In my practice, we have gotten to work with some pretty amazing leaders in some rather large companies — our smallest client has about 8,000 employees around the world, and our largest about 280,000. These massive entities are amazing teaching grounds for how to lead in complex systems. They teach valuable lessons for leaders of any size organization.
I find that most successful leaders at the helm of these companies are systems-thinkers. That is, they have the emotional intelligence, the mental acuity, and the imagination to see not just the parts of their organizations — but the complex web of connections that hold together, nurture, and bind these piece parts together. To strike a metaphor: They understand the roots, trunk, branches, and leaves of their organization — and what each element needs to thrive, and also how each element is related to others.
While there are literallly hundreds of thousands of moving parts to these large-scale organizations, I find that leaders, over time, develop a kind of mental model they use in visualizing those elements — they are constantly checking for the health of each element in that model. In my book Unstuck, we use one such model that we learned from a CEO we work with. When you start seeing that a healthy company comes from a system that has in balance purpose, strategy, structure & process, metrics & rewards, people & interactions, culture…you start to be much more comprehensive in your actions.
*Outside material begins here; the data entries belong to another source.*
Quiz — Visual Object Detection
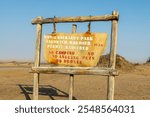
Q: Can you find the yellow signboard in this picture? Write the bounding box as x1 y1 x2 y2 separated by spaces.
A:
44 33 108 67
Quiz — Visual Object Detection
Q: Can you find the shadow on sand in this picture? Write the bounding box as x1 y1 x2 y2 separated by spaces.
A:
18 84 76 100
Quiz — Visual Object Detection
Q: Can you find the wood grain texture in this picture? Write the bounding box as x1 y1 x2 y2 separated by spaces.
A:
32 15 119 24
31 67 118 76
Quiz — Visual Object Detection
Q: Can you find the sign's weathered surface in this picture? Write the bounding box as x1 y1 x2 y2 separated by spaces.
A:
44 33 108 67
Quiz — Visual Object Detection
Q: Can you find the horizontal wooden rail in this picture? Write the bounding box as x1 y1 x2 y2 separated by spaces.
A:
32 14 119 24
31 67 118 76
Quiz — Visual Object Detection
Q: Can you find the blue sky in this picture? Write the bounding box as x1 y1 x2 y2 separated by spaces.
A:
0 0 150 62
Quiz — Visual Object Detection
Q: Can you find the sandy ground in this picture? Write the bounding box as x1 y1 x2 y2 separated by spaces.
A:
0 63 150 100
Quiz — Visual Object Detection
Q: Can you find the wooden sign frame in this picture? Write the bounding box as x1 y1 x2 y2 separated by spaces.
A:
31 11 119 100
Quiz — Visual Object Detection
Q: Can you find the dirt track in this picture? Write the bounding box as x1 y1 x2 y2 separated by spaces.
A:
0 64 150 100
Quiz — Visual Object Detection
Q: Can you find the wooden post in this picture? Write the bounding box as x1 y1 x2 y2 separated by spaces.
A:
107 11 119 100
69 24 77 100
33 16 42 100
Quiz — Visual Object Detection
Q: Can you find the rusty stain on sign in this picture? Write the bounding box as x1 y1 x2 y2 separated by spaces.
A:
44 33 108 67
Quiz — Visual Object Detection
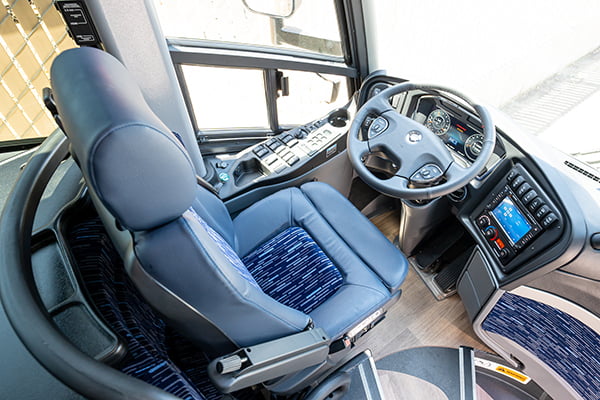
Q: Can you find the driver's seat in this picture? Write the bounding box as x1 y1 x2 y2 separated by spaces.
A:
51 48 407 391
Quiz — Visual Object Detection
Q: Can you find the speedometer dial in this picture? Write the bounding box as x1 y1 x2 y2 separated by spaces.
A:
465 133 483 161
425 108 450 136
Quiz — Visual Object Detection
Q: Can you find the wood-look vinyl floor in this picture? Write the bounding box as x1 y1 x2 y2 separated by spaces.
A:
365 211 491 360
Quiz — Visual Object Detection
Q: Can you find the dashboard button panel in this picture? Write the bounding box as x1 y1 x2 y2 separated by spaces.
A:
472 166 561 272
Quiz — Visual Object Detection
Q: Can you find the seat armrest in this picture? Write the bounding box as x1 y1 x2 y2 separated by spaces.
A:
208 328 331 393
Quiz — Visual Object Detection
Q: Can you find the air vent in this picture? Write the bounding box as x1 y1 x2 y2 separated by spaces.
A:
565 161 600 182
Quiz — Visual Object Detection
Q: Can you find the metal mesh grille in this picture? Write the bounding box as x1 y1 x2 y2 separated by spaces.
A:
0 0 75 141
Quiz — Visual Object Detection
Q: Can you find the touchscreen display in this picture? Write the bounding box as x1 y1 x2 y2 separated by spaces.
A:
492 196 531 244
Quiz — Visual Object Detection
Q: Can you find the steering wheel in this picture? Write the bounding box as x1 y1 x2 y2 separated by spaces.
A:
348 82 496 200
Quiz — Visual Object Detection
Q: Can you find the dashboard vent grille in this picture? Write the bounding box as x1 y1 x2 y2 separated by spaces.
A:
565 161 600 182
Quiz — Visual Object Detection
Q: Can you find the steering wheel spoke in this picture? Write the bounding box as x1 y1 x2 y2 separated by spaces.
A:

In your work today, as you make decisions, see if you can try to think through your actions will affect the greater system of your team. If you’re making a decision about a new strategy, how might it affect the people and interactions on your team? If you are changing how you evaluate people, how will that affect your culture? If you are taking changing the structure (who reports to whom) or processes (how you actually get the work done), how might that align with (or be in conflict with) your purpose as an organization?
In thinking through all elements of your system, especially in the every day acts of leadership (the ones that seem more mundane than bold), you’ll constantly be building a team that’s more capable. Try it, let me know what your results are.